Thursday, Mar 22, 2001
What the government thinks hazard lights are for:
    "(13)(a) Hazard lights shall be used for the purpose of warningthe operators of other vehicles of the presence of a vehiculartraffic hazard requiring the exercise of unusual care inapproaching, overtaking or passing."

 

What the driver thinks hazard lights are for:

    "I'm not supposed to park in this yellow/red/blue zone, but I'm only going to be a minute. I'll put my hazard lights on, so should a cop or metermaid come by, they'll know I'm just popping in for a sec. I mean after all, who would leave their hazard lights on if they were going to be a while? It would drain their battery! Surely the cop knows this."

 

What the cop thinks hazard lights are for:

    "Hey, look. There's a car parked with its hazard lights on. They must be parked illegally in a yellow/red/blue zone. Now that I've noticed them, I think I'll write them a ticket."

 

This is a roundabout example of how the designer and the manager should never be confused with the end-user.

Blissful employment...
Thursday, Mar 22, 2001
What do I look forward the most when I think of re-entering the business world? Frankly, I dream of going to Ikea and buying things. Wow I'm a materialistic yuppie at heart. That's pretty sad.

But ooh! Shelving! Nice lamps!

'Rate my Rack'
Wednesday, Mar 21, 2001
(warning, [gasp] nudity)

It's not surprising, in the backlash of sites like AmIHotOrNot, that this site exists. What's startling is that, within a matter of days, hundreds of geeks convinced their girlfriends to pose topless anonymously for the internet with the word 'Rack' written on on their... umm... rack, like some weird adult sexual pictographic pornographic primer.

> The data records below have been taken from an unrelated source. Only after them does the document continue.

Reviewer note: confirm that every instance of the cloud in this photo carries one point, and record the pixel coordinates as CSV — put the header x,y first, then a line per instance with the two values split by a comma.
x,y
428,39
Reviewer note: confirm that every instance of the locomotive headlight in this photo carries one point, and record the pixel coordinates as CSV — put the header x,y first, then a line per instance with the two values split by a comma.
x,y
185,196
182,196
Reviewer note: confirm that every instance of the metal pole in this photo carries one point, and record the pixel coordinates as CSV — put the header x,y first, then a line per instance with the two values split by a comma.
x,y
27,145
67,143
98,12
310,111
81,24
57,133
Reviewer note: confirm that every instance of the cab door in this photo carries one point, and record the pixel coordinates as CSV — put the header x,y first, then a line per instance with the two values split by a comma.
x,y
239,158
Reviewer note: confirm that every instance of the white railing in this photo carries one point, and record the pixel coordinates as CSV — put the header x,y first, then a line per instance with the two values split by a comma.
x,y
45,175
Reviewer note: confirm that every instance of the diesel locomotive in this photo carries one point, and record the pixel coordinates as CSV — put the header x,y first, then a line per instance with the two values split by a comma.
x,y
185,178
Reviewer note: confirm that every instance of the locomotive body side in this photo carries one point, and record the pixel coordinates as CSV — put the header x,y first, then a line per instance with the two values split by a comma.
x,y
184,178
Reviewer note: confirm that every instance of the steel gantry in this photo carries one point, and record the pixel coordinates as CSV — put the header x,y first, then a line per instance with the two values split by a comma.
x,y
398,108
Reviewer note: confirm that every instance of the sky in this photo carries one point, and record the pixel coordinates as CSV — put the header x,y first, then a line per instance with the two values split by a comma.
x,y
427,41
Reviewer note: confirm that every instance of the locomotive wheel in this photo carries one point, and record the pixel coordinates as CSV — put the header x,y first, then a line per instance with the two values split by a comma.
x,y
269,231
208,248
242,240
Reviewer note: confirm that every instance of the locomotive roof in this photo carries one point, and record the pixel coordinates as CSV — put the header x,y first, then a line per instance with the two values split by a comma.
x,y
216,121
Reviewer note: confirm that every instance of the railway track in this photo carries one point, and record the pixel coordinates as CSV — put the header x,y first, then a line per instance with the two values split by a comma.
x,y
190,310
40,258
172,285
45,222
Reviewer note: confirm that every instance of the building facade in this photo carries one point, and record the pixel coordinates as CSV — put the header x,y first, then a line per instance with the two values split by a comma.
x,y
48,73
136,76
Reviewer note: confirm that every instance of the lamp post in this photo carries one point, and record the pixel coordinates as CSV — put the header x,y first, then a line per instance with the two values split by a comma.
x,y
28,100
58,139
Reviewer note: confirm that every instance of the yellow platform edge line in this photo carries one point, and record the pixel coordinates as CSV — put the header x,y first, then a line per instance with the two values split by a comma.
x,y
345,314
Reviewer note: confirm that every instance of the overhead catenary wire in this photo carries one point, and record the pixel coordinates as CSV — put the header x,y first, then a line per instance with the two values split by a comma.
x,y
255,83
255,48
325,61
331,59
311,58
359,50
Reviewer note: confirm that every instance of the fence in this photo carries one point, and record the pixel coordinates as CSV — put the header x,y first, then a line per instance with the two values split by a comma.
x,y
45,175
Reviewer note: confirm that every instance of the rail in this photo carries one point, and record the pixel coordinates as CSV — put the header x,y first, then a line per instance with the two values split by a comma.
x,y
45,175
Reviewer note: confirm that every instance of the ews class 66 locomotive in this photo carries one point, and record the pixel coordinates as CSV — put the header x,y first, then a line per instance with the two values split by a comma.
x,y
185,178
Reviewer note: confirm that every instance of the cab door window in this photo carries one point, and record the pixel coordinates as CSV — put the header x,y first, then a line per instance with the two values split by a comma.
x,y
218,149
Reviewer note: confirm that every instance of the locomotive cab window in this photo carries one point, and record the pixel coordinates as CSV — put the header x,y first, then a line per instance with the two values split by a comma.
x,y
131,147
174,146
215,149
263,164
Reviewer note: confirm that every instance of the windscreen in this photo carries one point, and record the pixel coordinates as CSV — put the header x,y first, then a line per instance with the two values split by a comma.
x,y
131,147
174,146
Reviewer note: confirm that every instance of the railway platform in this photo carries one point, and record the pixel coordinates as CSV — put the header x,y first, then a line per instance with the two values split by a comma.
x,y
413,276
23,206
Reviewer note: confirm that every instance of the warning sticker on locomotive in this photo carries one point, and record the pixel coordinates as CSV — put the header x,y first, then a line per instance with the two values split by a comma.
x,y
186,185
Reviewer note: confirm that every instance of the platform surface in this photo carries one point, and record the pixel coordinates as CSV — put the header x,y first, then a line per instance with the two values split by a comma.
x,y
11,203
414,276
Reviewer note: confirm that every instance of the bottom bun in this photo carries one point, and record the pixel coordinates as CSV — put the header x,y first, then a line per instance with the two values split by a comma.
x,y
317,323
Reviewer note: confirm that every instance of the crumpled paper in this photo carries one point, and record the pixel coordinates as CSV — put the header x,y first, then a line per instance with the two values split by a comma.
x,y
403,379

I have a weblog. Really I do!
Wednesday, Mar 21, 2001
I got a break from my studies last night and I coded all night on Fury 3.1 and metacookie 'Missile Command'. Somewhere along the way I forgot to blog! Forest for the trees... Anyhow, I'm back. (I know, a whole day without posts...)
How do you count?
Wednesday, Mar 21, 2001
I hosted a game night at my home last Friday, and seven of us played Chrononauts and Cosmic Coasters. Without delving into the rules of Chrononauts, oneof the primary rules is that if there are thirteen paradoxes on the board, the game ends and everyone loses, so every so often, someone would count the paradoxes to see if we were getting dangerously close.

Okay, audience participation exercise: Recite out loud, (under your breath if you're at work, louder if you're not, or you just don't care):

    A B C D E F G H I J K L M N O P

Okay, now how many of you fell into 'alphabet singsong', not just monotonically reciting the letters, but singing the song that ends with 'now I know my A-B-Cs, next time won't you sing with me"?

I'm not sure which is more interesting, that we do that at all, or that we only do it with letters. The funny thing about Friday was that we started doing it with numbers, counting the counting song from Sesame Street:

    'one-two-three four-five six-se-ven-eight nine-ten e-le-ven-twelve!

Weird stuff, because now I can't count without reverting to 'street'.

And why was it always twelve?

Advertising Prophecy
Wednesday, Mar 21, 2001
Last week I had the pleasure of sitting on a panel at SXSW discussing "Humor and the Internet." As was the case with most of the panels, the conversation inevitably went to profitability. I posed the idea that content sites would soon offer subscriptions for readers, allowing them to pay an annual fee and in so doing, free the reader from being served the ever growing and more obnoixous ad banners and popups adorning the site.

Joey Anuff, of Suck and Plastic fame, pooh-poohed me, saying it wouldn't happen, and that advertising will remain the only viable means of revenue.

Well, I can't say yet whether he's right or wrong, but yesterday Salon announced they're going to try. $30 a year will get you Salon online, ad free.

The supreme irony of this whole thing is that the panel was created at the last minute to cover for David Talbot, the editor of Salon, who had to cancel!